Selain itu, pemerintah juga dihadapkan dengan masalah pengangguran sebagai efek dari pemangkasan biaya produksi yang dilakukan oleh perusahaan. Melemahnya perekonomian dunia sejak 2008, berdampak melemahnya permintaan pekerja di pasar tenaga kerja domestik maupun internasional. Dengan adanya pemberian stimulus, diharapkan adanya tambahan penciptaan lapangan kerja maupun penambahan volume produksi yang akan menyerap tenaga kerja. Bedasarkan tabel dibawah, dalam kondisi normal tanpa krisis, tingkat pengangguran di Indonesia tahun 2009, diperkirakan meningkat menjadi 7,44 persen. Apabila keadaan perekonomian dunia semakin kurang kondusif, akan diperkirakan turun menjadi 8,87 persen. Di sisi lain, masyarakat yang daya belinya semakin menurun karena inflasi, merupakan masalah lain yang timbul akibat gelombang krisis ekonomi tersebut.

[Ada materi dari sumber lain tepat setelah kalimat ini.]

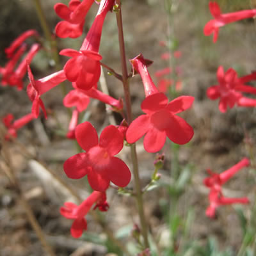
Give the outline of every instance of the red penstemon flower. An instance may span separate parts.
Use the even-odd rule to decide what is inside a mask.
[[[0,74],[2,75],[1,84],[6,86],[8,84],[10,77],[14,74],[14,68],[26,49],[26,45],[24,44],[12,56],[4,67],[1,67]]]
[[[61,38],[76,38],[83,34],[84,19],[94,0],[70,0],[68,7],[58,3],[54,5],[57,15],[64,20],[58,22],[56,33]]]
[[[249,200],[246,197],[243,198],[228,198],[225,197],[222,194],[221,186],[230,179],[242,168],[248,166],[250,164],[249,159],[243,159],[234,166],[222,172],[215,173],[208,169],[208,173],[211,175],[204,180],[205,186],[210,189],[209,200],[210,205],[207,207],[205,214],[208,217],[213,218],[217,207],[220,205],[232,204],[248,204]]]
[[[111,10],[114,0],[102,0],[98,13],[87,34],[80,51],[72,49],[62,50],[61,55],[72,57],[65,64],[64,70],[67,78],[76,82],[77,88],[82,90],[92,88],[99,81],[100,75],[99,54],[103,23],[107,13]]]
[[[25,76],[28,69],[28,61],[31,62],[35,55],[38,52],[40,45],[38,44],[34,44],[27,55],[23,58],[19,65],[14,72],[10,76],[8,80],[8,83],[11,86],[16,86],[19,90],[23,88],[23,77]]]
[[[27,65],[28,76],[30,80],[30,83],[27,87],[27,93],[30,100],[33,102],[31,112],[37,118],[39,115],[39,109],[41,108],[45,117],[47,118],[45,108],[40,96],[66,80],[66,76],[64,70],[60,70],[38,80],[35,80],[28,61]]]
[[[224,72],[223,67],[220,66],[218,68],[217,79],[219,84],[209,87],[207,95],[212,100],[220,98],[219,109],[221,112],[226,112],[228,106],[232,108],[236,104],[239,106],[256,106],[256,100],[245,97],[240,92],[256,94],[256,88],[244,84],[256,79],[256,72],[239,78],[233,68]]]
[[[60,208],[60,213],[67,219],[74,220],[71,226],[70,233],[75,238],[82,236],[83,232],[87,229],[87,221],[84,218],[92,205],[95,204],[93,208],[99,208],[101,211],[108,211],[108,204],[106,202],[105,192],[93,191],[79,205],[74,203],[67,202],[64,207]]]
[[[29,29],[23,32],[11,44],[8,48],[4,50],[7,57],[8,58],[12,58],[17,49],[19,48],[28,38],[33,36],[36,37],[39,36],[36,30]]]
[[[7,114],[2,118],[3,122],[7,128],[7,134],[4,138],[9,140],[17,138],[17,131],[34,118],[34,115],[29,113],[13,122],[13,115],[10,113]]]
[[[194,134],[193,128],[176,114],[189,108],[194,98],[181,96],[168,103],[166,96],[158,92],[152,81],[142,55],[131,61],[142,78],[146,99],[141,107],[146,115],[140,116],[131,124],[126,132],[127,142],[133,143],[146,134],[144,148],[148,152],[160,150],[166,136],[175,143],[189,142]]]
[[[115,157],[123,148],[124,137],[113,125],[106,127],[99,141],[95,128],[88,122],[76,128],[76,138],[86,153],[77,154],[64,163],[64,171],[70,179],[87,175],[93,189],[104,191],[110,181],[119,187],[126,186],[131,173],[124,162]]]
[[[255,9],[222,14],[216,2],[210,2],[209,3],[209,8],[214,19],[209,20],[205,24],[204,28],[204,33],[205,36],[209,36],[213,33],[214,43],[217,42],[220,27],[235,21],[252,18],[256,15]]]

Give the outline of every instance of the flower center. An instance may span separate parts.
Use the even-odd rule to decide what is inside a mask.
[[[88,154],[89,161],[94,170],[96,168],[97,170],[100,171],[109,162],[109,156],[107,150],[99,145],[90,148]]]
[[[150,117],[150,123],[159,131],[165,130],[168,127],[172,125],[169,112],[166,109],[155,112]]]

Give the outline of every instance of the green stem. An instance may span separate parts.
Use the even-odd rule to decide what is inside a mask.
[[[57,41],[56,38],[52,36],[51,31],[48,25],[47,21],[45,18],[45,15],[44,13],[43,8],[42,8],[41,3],[40,0],[33,0],[35,8],[36,9],[39,21],[41,24],[41,27],[44,31],[44,35],[51,47],[51,56],[54,61],[56,65],[56,68],[57,70],[61,69],[60,63],[60,56],[58,51]],[[67,88],[63,83],[61,83],[61,90],[63,96],[67,95]],[[68,109],[68,114],[70,115],[70,110]]]
[[[129,86],[129,77],[128,77],[127,67],[126,65],[125,51],[124,40],[123,24],[122,24],[122,12],[121,12],[121,3],[120,0],[116,0],[116,3],[118,4],[118,10],[116,12],[116,22],[118,29],[118,41],[119,41],[119,47],[120,47],[120,57],[121,57],[122,74],[123,85],[124,85],[124,90],[125,105],[126,105],[127,119],[127,122],[129,124],[132,122],[132,111],[131,111],[131,95],[130,95],[130,90]],[[137,200],[138,210],[141,227],[141,233],[144,239],[145,248],[149,248],[149,244],[148,240],[148,227],[144,213],[143,195],[141,189],[141,186],[140,184],[140,179],[139,175],[139,168],[138,168],[138,157],[137,157],[135,143],[132,144],[131,146],[131,154],[132,167],[133,167],[132,170],[133,170],[133,175],[134,180],[134,186],[136,189],[136,198]]]

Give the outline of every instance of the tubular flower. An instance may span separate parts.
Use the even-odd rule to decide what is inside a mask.
[[[99,208],[101,211],[108,211],[109,207],[106,202],[105,192],[93,191],[79,205],[74,203],[67,202],[64,206],[60,209],[62,216],[67,219],[74,220],[71,226],[71,236],[75,238],[79,238],[82,236],[83,232],[87,229],[87,221],[84,218],[92,205],[95,204],[93,208]]]
[[[86,153],[77,154],[64,163],[67,176],[81,179],[87,175],[93,190],[104,191],[110,181],[119,187],[126,186],[131,172],[124,162],[114,156],[123,148],[124,137],[113,125],[106,127],[99,141],[95,128],[88,122],[76,128],[76,138]]]
[[[76,84],[73,83],[73,85],[76,87]],[[97,99],[111,106],[113,111],[120,111],[124,108],[122,99],[116,100],[94,87],[87,91],[77,88],[71,90],[64,98],[63,104],[67,108],[76,106],[78,111],[81,112],[87,108],[90,98]]]
[[[6,115],[2,118],[3,122],[8,129],[4,138],[6,140],[9,140],[12,138],[17,138],[17,131],[34,118],[34,115],[29,113],[13,122],[13,115],[12,114]]]
[[[57,15],[64,20],[58,22],[55,28],[58,36],[76,38],[83,34],[84,19],[93,0],[71,0],[68,7],[58,3],[54,5]]]
[[[214,173],[209,169],[207,170],[211,176],[204,180],[204,184],[210,189],[209,195],[210,205],[205,211],[208,217],[213,218],[215,216],[216,208],[220,205],[232,204],[248,204],[249,202],[248,199],[245,197],[240,198],[225,197],[222,194],[221,189],[222,185],[230,180],[242,168],[248,166],[249,164],[249,159],[244,158],[234,166],[221,173]]]
[[[217,79],[219,84],[209,87],[207,95],[212,100],[220,98],[219,109],[221,112],[226,112],[228,106],[232,108],[236,104],[244,107],[256,106],[256,100],[244,97],[240,92],[256,94],[256,88],[244,84],[244,83],[255,79],[256,72],[238,78],[233,68],[229,68],[224,72],[223,67],[220,66],[217,71]]]
[[[4,67],[0,69],[0,74],[2,75],[2,80],[1,81],[3,86],[6,86],[8,84],[10,77],[14,74],[14,68],[17,62],[21,58],[22,55],[25,52],[26,45],[23,44],[12,56]]]
[[[100,76],[99,54],[103,23],[107,13],[112,10],[114,0],[102,0],[98,13],[79,51],[71,49],[61,51],[61,55],[72,57],[65,64],[67,78],[76,82],[77,88],[89,90],[97,83]]]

Salah satu upaya pemerintah untuk mengatasi permasalahan tersebut adalah dengan mengeluarkan kebijakan stimulus fiskal. Kebijakan ini dikeluarkan dalam rangka untuk menyelamatkan sektor riil sehingga dapat menopang angka pertumbuhan ekonomi. Pada tahun ini, pemerintah mengelurkan kebijakan berupa pemberian stimulus fiskal sebesar Rp 73,3 triliun. Secara garis besar, stimulus tersebut dialokasikan untuk penghematan pembayaran pajak (tax saving), Subsidi Pajak-BM/DTP kepada Dunia Usaha/RTS dan belanja negara.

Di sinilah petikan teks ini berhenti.